Lo—TEK, Infrastructures of an Ancestral Future, by Julia Watson, moderated by Max de Ploeg
Saturday 19 October, 16:00-17:00
Lecture in English
DDW invited Julia Watson because of her longstanding career working on / with indigenous knowledge systems. These are built on a deeply relational understanding of the world—an intricate web of interconnections where survival depends on cooperation, reciprocity, and respect for all living beings. While Western science often isolates knowledge into distinct categories, Indigenous communities have long known that everything is in conversation, with life woven into vast networks of exchange.
In a talk on the opening Saturday of DDW24, Julia Watson spoke in a sold-out Van Abbemuseum auditorium combining examples from her first and her forthcoming book.
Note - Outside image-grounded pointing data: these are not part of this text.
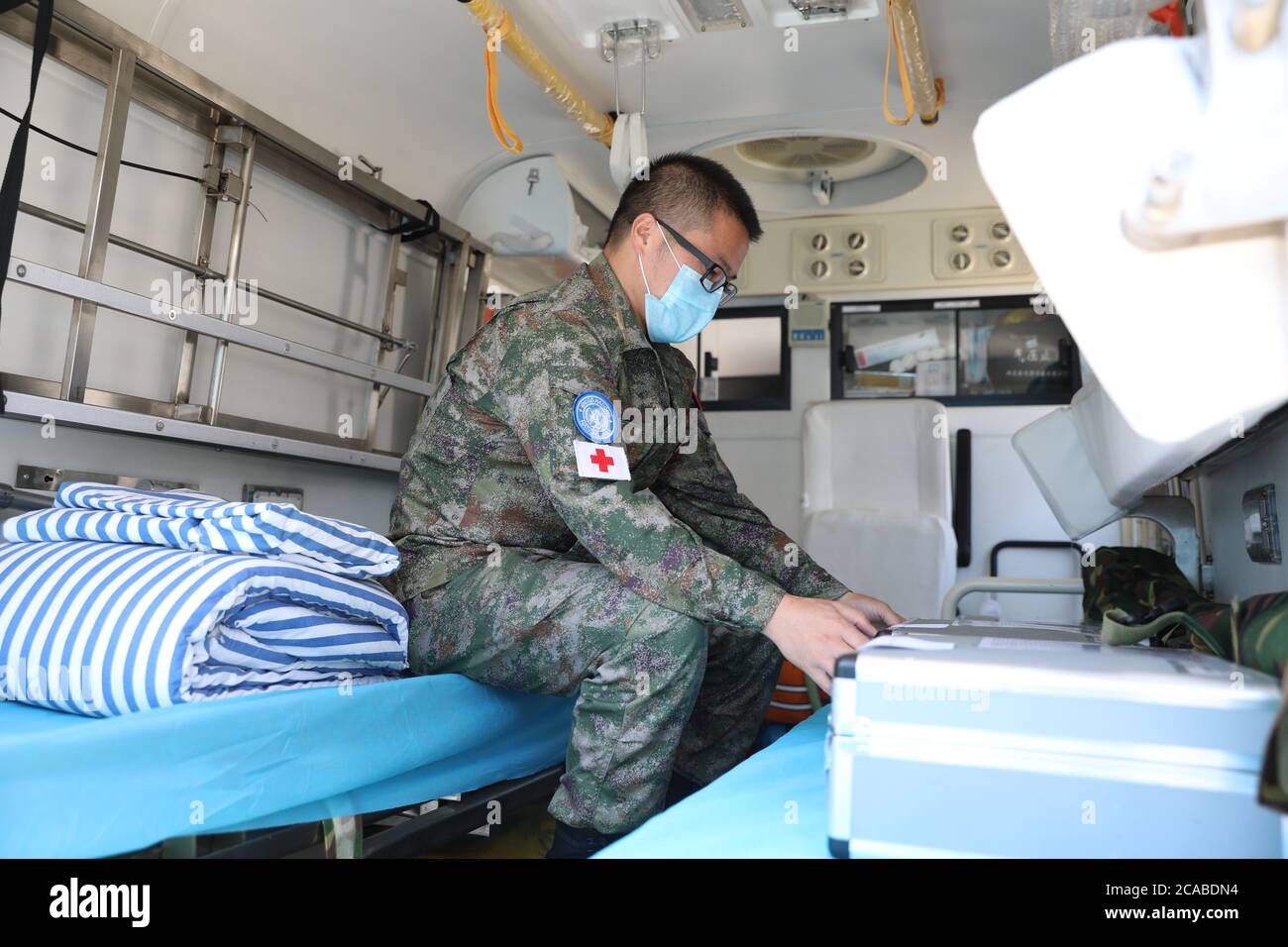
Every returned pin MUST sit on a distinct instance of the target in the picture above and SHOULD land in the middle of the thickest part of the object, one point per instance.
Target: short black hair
(686, 191)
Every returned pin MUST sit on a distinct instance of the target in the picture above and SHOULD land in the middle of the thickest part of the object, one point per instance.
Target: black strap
(11, 189)
(412, 230)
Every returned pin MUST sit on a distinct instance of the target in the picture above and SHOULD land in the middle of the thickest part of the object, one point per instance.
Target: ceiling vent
(715, 14)
(799, 170)
(805, 153)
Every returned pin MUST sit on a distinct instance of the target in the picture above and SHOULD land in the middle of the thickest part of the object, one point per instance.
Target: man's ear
(643, 231)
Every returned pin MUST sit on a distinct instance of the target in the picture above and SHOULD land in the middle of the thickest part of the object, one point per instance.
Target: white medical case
(1003, 740)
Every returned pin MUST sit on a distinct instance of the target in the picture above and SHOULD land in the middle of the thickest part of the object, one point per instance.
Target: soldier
(548, 549)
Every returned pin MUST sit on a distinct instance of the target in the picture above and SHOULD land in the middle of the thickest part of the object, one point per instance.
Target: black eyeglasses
(715, 278)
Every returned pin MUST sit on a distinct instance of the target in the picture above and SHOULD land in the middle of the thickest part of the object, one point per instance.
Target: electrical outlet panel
(977, 247)
(842, 256)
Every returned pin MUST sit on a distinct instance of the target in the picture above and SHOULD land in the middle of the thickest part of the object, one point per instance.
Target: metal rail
(133, 71)
(207, 273)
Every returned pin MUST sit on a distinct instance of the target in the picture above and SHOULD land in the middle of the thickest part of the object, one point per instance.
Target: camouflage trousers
(656, 690)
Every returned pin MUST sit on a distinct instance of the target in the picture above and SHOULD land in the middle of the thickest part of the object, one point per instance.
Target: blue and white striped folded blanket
(106, 629)
(197, 522)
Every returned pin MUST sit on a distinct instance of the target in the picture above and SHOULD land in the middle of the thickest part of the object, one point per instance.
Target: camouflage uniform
(645, 598)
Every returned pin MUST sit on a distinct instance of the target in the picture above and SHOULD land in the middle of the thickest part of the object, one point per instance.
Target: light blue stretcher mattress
(772, 805)
(75, 787)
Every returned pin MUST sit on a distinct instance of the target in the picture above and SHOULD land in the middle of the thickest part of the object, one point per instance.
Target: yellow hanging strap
(896, 48)
(493, 38)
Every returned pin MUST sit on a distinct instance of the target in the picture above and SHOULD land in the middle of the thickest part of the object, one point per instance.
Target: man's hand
(814, 633)
(875, 609)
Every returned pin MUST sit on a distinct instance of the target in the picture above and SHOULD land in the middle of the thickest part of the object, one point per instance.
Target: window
(986, 351)
(743, 361)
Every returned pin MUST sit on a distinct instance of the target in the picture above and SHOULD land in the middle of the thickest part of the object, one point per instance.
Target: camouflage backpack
(1138, 594)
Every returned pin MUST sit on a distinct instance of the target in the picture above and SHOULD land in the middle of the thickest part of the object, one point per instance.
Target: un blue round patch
(593, 415)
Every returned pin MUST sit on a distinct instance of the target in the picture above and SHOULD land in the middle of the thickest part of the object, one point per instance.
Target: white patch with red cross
(601, 462)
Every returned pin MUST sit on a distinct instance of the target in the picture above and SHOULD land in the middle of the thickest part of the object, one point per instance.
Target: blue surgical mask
(684, 309)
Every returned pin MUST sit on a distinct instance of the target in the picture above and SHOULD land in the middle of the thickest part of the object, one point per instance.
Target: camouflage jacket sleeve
(698, 488)
(631, 532)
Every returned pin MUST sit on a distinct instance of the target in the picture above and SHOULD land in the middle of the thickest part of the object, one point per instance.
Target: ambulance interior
(1021, 295)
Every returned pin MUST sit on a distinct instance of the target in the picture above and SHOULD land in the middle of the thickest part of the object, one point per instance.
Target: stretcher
(772, 805)
(75, 787)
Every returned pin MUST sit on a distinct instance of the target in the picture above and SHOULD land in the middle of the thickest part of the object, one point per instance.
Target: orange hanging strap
(493, 38)
(894, 47)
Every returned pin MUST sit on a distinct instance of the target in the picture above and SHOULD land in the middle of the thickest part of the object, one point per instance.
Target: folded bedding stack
(116, 600)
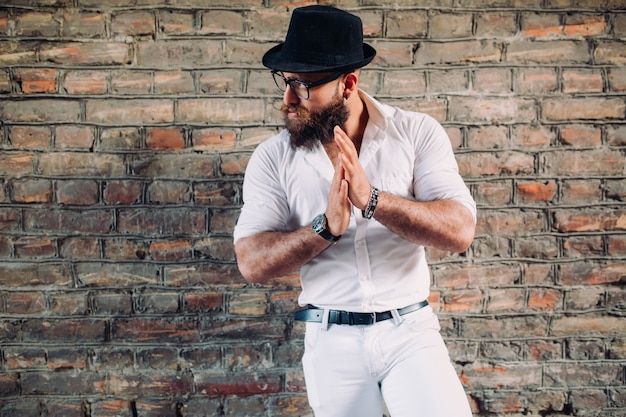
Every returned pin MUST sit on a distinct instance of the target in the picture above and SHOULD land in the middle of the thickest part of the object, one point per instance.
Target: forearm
(271, 254)
(442, 224)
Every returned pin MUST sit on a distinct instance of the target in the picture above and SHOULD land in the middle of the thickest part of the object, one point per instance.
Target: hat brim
(274, 59)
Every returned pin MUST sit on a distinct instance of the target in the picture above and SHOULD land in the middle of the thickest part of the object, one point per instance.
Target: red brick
(582, 81)
(83, 24)
(198, 301)
(133, 23)
(545, 299)
(545, 350)
(67, 358)
(590, 220)
(219, 110)
(475, 276)
(85, 82)
(173, 82)
(112, 304)
(171, 251)
(25, 357)
(530, 192)
(31, 191)
(40, 110)
(484, 376)
(243, 385)
(69, 304)
(457, 52)
(585, 273)
(585, 25)
(494, 193)
(541, 24)
(493, 81)
(165, 138)
(111, 408)
(581, 136)
(526, 51)
(77, 192)
(583, 246)
(68, 221)
(496, 24)
(448, 81)
(64, 331)
(22, 274)
(172, 22)
(468, 301)
(30, 137)
(165, 54)
(525, 136)
(122, 192)
(476, 109)
(584, 162)
(213, 139)
(21, 303)
(205, 275)
(116, 139)
(131, 82)
(81, 164)
(39, 80)
(536, 80)
(80, 137)
(87, 53)
(217, 248)
(610, 52)
(617, 246)
(488, 137)
(537, 247)
(400, 83)
(116, 274)
(617, 79)
(499, 163)
(36, 24)
(581, 191)
(510, 222)
(157, 330)
(228, 22)
(407, 24)
(114, 111)
(5, 81)
(29, 247)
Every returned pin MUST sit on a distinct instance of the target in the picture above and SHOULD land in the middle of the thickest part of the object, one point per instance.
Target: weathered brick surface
(125, 131)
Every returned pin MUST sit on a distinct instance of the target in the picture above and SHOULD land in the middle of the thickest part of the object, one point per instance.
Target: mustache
(300, 111)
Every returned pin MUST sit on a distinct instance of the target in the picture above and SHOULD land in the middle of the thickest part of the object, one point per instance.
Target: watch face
(319, 223)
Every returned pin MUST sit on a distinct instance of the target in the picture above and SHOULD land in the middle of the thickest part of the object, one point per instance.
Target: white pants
(350, 369)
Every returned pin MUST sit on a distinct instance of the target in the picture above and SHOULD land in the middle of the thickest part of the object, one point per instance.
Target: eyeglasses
(301, 88)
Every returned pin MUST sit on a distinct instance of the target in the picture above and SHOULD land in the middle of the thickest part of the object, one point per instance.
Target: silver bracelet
(368, 212)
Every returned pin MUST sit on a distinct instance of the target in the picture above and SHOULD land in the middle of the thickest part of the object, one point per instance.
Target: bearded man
(350, 193)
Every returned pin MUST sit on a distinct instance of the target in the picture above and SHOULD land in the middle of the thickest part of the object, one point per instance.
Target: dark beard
(309, 129)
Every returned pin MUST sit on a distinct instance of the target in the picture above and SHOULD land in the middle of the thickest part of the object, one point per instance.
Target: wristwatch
(320, 226)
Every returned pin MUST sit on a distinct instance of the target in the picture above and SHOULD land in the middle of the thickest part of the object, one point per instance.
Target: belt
(315, 315)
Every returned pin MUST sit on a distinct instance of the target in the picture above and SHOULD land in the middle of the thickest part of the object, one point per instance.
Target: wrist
(370, 208)
(320, 226)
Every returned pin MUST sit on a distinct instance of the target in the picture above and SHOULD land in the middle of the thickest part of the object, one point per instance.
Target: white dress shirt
(371, 269)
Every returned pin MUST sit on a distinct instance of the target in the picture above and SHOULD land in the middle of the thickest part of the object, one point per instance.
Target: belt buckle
(362, 318)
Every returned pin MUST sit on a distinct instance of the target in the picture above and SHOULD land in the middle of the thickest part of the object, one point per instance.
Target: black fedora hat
(321, 39)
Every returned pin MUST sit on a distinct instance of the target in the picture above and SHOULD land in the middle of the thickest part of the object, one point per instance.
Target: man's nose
(289, 96)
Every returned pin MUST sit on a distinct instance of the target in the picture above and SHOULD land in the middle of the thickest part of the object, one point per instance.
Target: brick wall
(125, 131)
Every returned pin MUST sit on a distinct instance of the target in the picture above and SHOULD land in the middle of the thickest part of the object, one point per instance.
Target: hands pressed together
(350, 186)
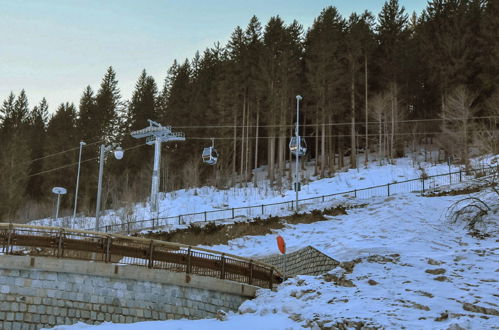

Early in her speech she commemorated the 1998 oilspill, killing lots of birds and even killing the water. She followed by illustrating her point with several examples from the book, where humans and non-humans lived in symbiosis.
Wrapping up, she gave a forceful plea for getting on board with her, by, for example, help develop the smart oath, 9-part oral contract she has developed with various communities. The lore creates a framework for indigenous communities to be rewarded (in any way they would want to) for sharing the land knowledge / climate mitigation policies they have developed over centuries.